The wool carder bee nests in convenient cavities such as old beetle holes and hollow stems, according native pollinator specialist Robbin Thorp, emeritus professor entomology at UC Davis. Its plant preferences include lamb’s ear (Stachys byzantine, in the mint family Lamiaceae), a perennial grown for its fuzzy, silvery gray-green foliage.
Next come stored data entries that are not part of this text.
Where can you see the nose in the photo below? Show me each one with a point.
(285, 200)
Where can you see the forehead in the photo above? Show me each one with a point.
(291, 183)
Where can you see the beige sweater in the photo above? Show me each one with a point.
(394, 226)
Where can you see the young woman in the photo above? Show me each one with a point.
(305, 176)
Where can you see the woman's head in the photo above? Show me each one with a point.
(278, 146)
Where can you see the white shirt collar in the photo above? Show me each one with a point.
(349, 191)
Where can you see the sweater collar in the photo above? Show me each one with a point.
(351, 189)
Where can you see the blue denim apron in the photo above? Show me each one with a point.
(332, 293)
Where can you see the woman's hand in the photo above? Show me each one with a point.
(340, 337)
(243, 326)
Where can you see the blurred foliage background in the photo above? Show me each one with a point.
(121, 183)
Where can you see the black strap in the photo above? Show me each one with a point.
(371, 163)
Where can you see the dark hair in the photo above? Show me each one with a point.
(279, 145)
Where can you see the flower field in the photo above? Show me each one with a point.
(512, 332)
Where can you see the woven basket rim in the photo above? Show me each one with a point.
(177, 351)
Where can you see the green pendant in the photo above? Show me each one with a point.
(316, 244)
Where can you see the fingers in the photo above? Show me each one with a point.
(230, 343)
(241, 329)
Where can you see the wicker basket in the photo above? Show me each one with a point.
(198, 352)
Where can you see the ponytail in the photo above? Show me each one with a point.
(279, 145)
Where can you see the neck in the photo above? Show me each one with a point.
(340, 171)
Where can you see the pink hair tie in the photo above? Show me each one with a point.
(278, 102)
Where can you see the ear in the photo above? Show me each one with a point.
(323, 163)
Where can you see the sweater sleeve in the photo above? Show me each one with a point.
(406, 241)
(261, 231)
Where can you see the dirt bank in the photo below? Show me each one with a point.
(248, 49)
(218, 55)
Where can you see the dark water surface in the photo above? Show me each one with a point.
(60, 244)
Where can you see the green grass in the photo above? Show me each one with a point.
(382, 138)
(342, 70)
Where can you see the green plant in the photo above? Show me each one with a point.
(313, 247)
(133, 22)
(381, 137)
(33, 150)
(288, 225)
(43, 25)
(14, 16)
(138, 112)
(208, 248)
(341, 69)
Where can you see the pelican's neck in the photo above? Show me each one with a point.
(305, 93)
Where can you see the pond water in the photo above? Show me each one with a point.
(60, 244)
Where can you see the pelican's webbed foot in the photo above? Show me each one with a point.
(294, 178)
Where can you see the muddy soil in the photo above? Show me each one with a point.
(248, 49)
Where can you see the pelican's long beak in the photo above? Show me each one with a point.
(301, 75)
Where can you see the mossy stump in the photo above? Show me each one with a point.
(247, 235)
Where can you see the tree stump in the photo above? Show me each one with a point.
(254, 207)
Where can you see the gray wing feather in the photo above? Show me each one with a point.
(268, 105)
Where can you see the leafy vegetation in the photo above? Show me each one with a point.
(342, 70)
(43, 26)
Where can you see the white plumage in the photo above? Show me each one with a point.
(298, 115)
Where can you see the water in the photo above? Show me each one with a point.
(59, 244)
It’s also been collected in the figwort/snapdragon family (Scrophulariacae) and the pea and bean family (Fabaceae), according to the Zavortink-Shanks research.
And in our yard, it seems to prefer three plants: lamb's ear, catmint, and lavender.
- Author: Kathy Keatley Garvey
If you've ever been to Angel Island or Alcatraz Island in the San Francisco Bay, you may have seen them.
Bumble bees.
And sometimes if you're fishing in the Bay, a bumble bee may land on your boat.
That was the case Monday, May 28 when the sportsfishing charter boat, The Morning Star, left its berth at Loch Lomond Marina, San Rafael, and headed out to the Bay to search for what skipper Gordon Hough calls "meals on reels."
The Morning Star encountered the bumble bee about two miles north of Angel Island, near the Richmond-San Rafael Bridge.
Native pollinator specialist Robbin Thorp, emeritus professor of entomology at UC Davis, later identified it from the photo below as a female Bombus vosnesenskii.
Nobody was catching any halibut or stripers at the time, so some of the anglers caught an image of the yellow-faced bumble bee.
"I thought it was remarkable to see a bee flying around in the middle of nowhere," said Hough.
"She was probaby just too lazy to fly the distance and decided to hitch a ride," quipped Thorp. "Wonder if she does a daily commute to find a better patch of flowers."
Thorp says that bumble bees are "larger, stronger fliers than honey bees and can potentially fly for several miles."
"They have occasionally been found on boats off shore, but like honey bees, they tend not to forage across wide strips of water," Thorp says.
UC Davis forensic entomologist Robert Kimsey, who does fly research on Alcatraz, has seen bumble bees on Alcatraz, too. No honey bees, but bumble bees.
As for Hough, he says he has no plans to offer bumble bee charters.